Even if the world's leading climate scientists are only partially correct, then without a fairly ambitious climate agreement there will be dramatic consequences for our planet. And the climate conference in Copenhagen neither delivered such an agreement nor did it show any concievable way of reaching one. Countless scientific studies leave us in no doubt that the whole of humanity -- and in particular future generations -- will lose out. Because, at best, we can only guess the exact nature of the consequences of global warming and the extent of negative change in our natural environment.
Still besides the ongoing dramas which will no doubt ensue, the outcome of the mammoth Copenhagen summit has also indicated who the real losers are, in the short- and medium term.
Island Nations: Threatened by Rising Waters
Any rise in sea levels will affect these nations first and they will, most likely, be left to deal with these problems alone. Their fight for ambitious climate-agreement goals was unsuccessful. Among other things, the island nations of Tuvalu and the Maldives had wanted to set a goal of ensuring that the average global temperature not rise by more than 1.5 degrees Celsius relative to pre-industrial times.
According to scientists, the CO2 reductions that have been agreed upon up until now will lead to a rise in temperature of up to 4 degrees Celsius. And while global warming will certainly be a problem in other parts of the world as well, it is in these island nations that it will be most immediate and most visible. Their environment will begin to disappear in the truest sense of the word, right from under their feet.
Major Industrial Powers: Blamed by the Developing World
The industrial states failed to convince the rest of the international community on the minimal consensus that they had tried so hard to negotiate for. Leaders like American President Barack Obama, Chinese Prime Minister Wen Jiabao, British Prime Minister Gordon Brown and Germany's Chancellor Angela Merkel cannot have enjoyed being taken to task by less geopolitically powerful nations in front of the rest of the world -- even while they maintained their willingness to negotiate some kind of mini compromise agreement.
The way that the consensus had to be structured -- a unanimous decision -- meant that the heads of the most important nations and the leaders of developing nations did not lose face altogether. But apart from retaining some pride, they really did not achieve much.
The US: Threatened by China
American President Barack Obama is probably quite happy that he can transfer his attention back to the issues surrounding healthcare reform back home. Even before Copenhagen ended so abysmally, his international image had taken a beating.
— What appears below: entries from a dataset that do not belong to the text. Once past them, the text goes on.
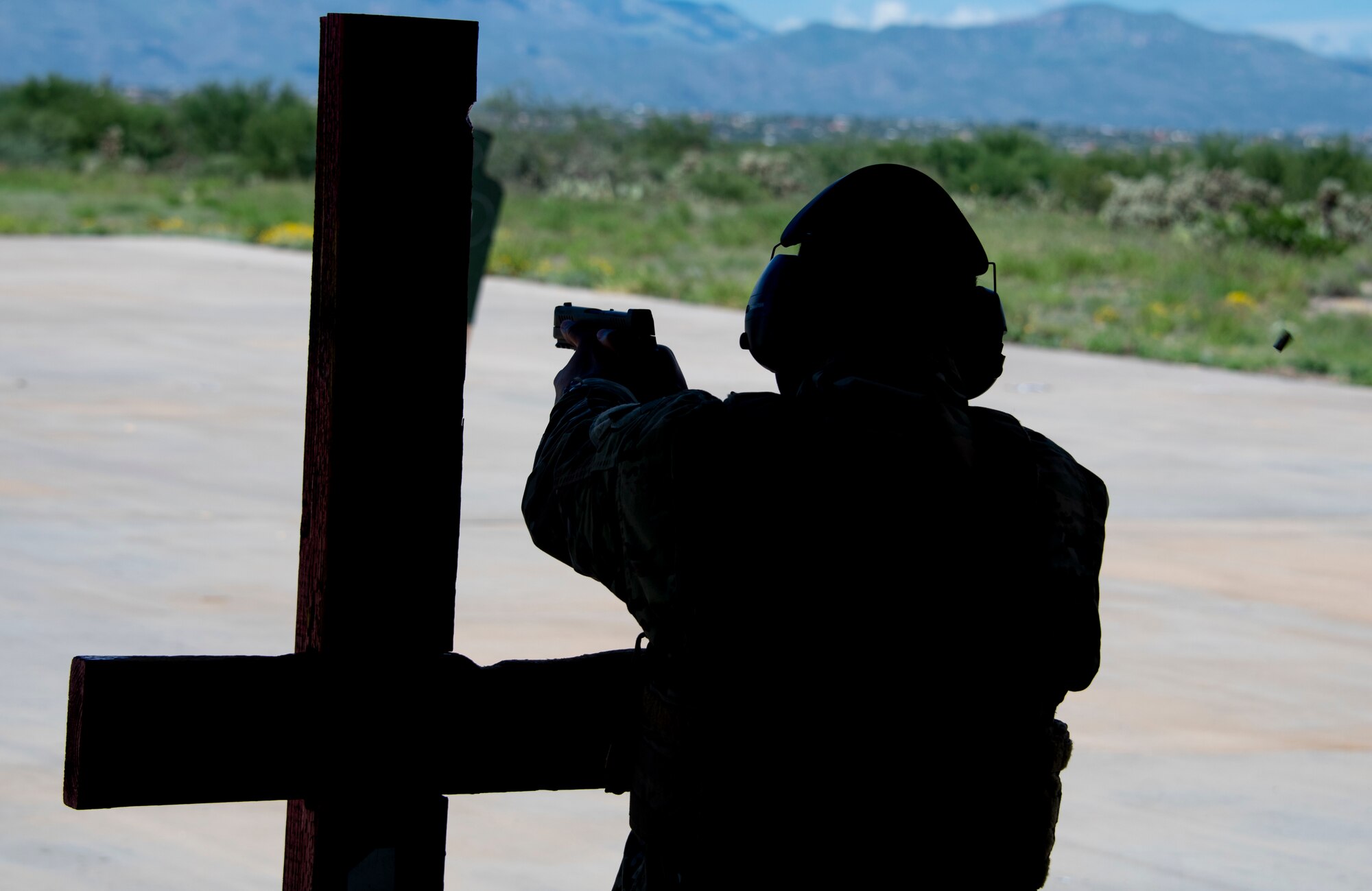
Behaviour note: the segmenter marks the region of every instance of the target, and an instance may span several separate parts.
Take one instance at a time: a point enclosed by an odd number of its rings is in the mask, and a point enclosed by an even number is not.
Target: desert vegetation
[[[1066,141],[1032,126],[785,118],[740,129],[508,96],[473,121],[494,133],[487,170],[506,186],[493,273],[741,306],[804,200],[897,162],[938,178],[971,218],[1011,340],[1372,384],[1372,158],[1347,138]],[[0,88],[0,233],[307,247],[313,132],[313,106],[265,84]],[[431,147],[414,158],[445,163]],[[1283,329],[1295,340],[1277,354]]]

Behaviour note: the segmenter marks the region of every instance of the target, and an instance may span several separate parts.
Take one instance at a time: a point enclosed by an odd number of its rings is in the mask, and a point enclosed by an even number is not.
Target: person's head
[[[741,339],[783,387],[837,356],[937,370],[967,398],[999,377],[1004,315],[977,286],[986,252],[927,175],[855,170],[788,223],[778,247],[793,245],[757,280]]]

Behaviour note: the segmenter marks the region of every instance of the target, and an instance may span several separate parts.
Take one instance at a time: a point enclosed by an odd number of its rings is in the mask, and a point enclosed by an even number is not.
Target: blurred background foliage
[[[1011,340],[1372,384],[1372,159],[1346,138],[1066,144],[1033,126],[930,136],[836,118],[778,119],[768,133],[796,136],[764,140],[711,115],[509,95],[473,122],[494,133],[487,171],[506,186],[494,273],[741,306],[809,196],[895,162],[971,218]],[[442,147],[414,159],[445,163]],[[0,233],[309,247],[313,164],[314,107],[288,88],[0,86]],[[1277,354],[1283,328],[1295,341]]]

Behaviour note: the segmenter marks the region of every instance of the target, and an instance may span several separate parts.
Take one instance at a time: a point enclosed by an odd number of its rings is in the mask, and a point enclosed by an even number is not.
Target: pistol
[[[604,330],[609,328],[611,330],[628,330],[634,332],[639,337],[648,337],[649,343],[657,344],[657,332],[653,329],[653,311],[652,310],[628,310],[627,313],[619,313],[616,310],[595,310],[589,306],[572,306],[571,303],[564,303],[553,310],[553,340],[560,350],[571,350],[572,344],[567,343],[563,337],[563,322],[571,319],[576,322],[594,322],[600,328],[597,330]]]

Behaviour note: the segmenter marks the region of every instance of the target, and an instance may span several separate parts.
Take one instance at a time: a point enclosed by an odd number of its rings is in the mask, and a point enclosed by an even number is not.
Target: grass
[[[303,180],[0,171],[0,234],[170,232],[252,241],[283,222],[309,223],[313,207],[314,186]]]
[[[1247,243],[1113,230],[1083,212],[965,200],[999,269],[1008,340],[1372,384],[1372,317],[1310,315],[1372,280],[1372,249],[1303,258]],[[586,202],[512,196],[491,271],[744,306],[794,200]],[[918,263],[918,258],[907,262]],[[841,299],[841,295],[837,295]],[[1272,348],[1281,329],[1295,336]]]
[[[741,307],[803,203],[594,200],[514,186],[490,271]],[[300,180],[0,171],[0,234],[170,232],[307,247],[311,204],[313,185]],[[1022,202],[963,206],[999,265],[1010,340],[1372,385],[1372,315],[1309,310],[1312,295],[1368,286],[1372,245],[1305,258],[1184,230],[1113,230]],[[1283,328],[1295,340],[1279,354]]]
That the US -- and de facto, Obama himself -- was not willing to make enough concessions at the summit resulted in disillusionment around the world.
That China managed to resist any consensus with America for what seemed like half an eternity also indicated the future state of world power constellations. And that is a bothersome situation that is likely to crop up for the US all too soon, in other areas too.
The Europeans: Defeated by Their Own Ambitions
The Europeans wanted to show that they were leaders in the fight against climate change. Yet they couldn't even come to an internal agreement about their offer to raise CO2 reductions from 20 percent to 30 percent. European efforts for an ambitious accord at the end of the summit were in vain.
And then the EU had to stand by and watch as initial efforts toward a minimum consensus were watered down even further. Among other issues, they watched the European suggestion that a legally binding agreement for emissions reductions be reached by the end of 2010 at the latest, evaporate. Now Germany wants to rescue what it still can at a meeting of ministers this coming year, before all of the nations meet again in Mexico in November of 2010.
United Nations: Overwhelmed by the Process
The United Nations has always maintained that climate protection can only be effective if it's administered globally -- and that the issue cannot be solved by smaller groups like the Major Economies Forum on Energy and Climate. It was actually former US President George W. Bush who initiated this kind of forum but at the time many observers were skeptical that it was Bush's way of circumventing a broader, more global consensus on climate change. This most recent effort, featuring 16 major economies, was launched by President Obama in April of this year and was meant to augment the UN talks in Copenhagen.
And although UN chief Ban Ki-moon seemed almost euphoric during his concluding statements in Copenhagen and at a press conference, it seemed that almost the opposite emotion would have been more appropriate.
The chaotic Copenhagen summit showed up the UN's shortcomings more clearly than ever -- non-governmental organizations felt that they were shut out, small nations believed they were overlooked and some of the larger nations -- and the Chinese in particular -- showed exactly how unwilling they were to compromise.
These are all bad omens for next year's negotiations -- and even worse signs for the formulation of any sort of legally binding agreement on climate change by the end of 2010.
The Danish Hosts: From Saviors to Traitors
Denmark would have liked to announce that the world was saved -- and to have that announcement be associated with Copenhagen for ever. But now the city's moniker is shorthand for the fact that the world has failed, and continues to fail, to reach a genuine climate agreement.
The hosts actively contributed to that outcome, firstly by not taking the concerns of smaller nations seriously enough and then later because of Danish Prime Minister Lars Lokke Rasmussen's awkward and unwise leadership of the negotiations. In fact, he gave up the chairmanship of the summit early on Saturday morning before the summit had even reached its real conclusion.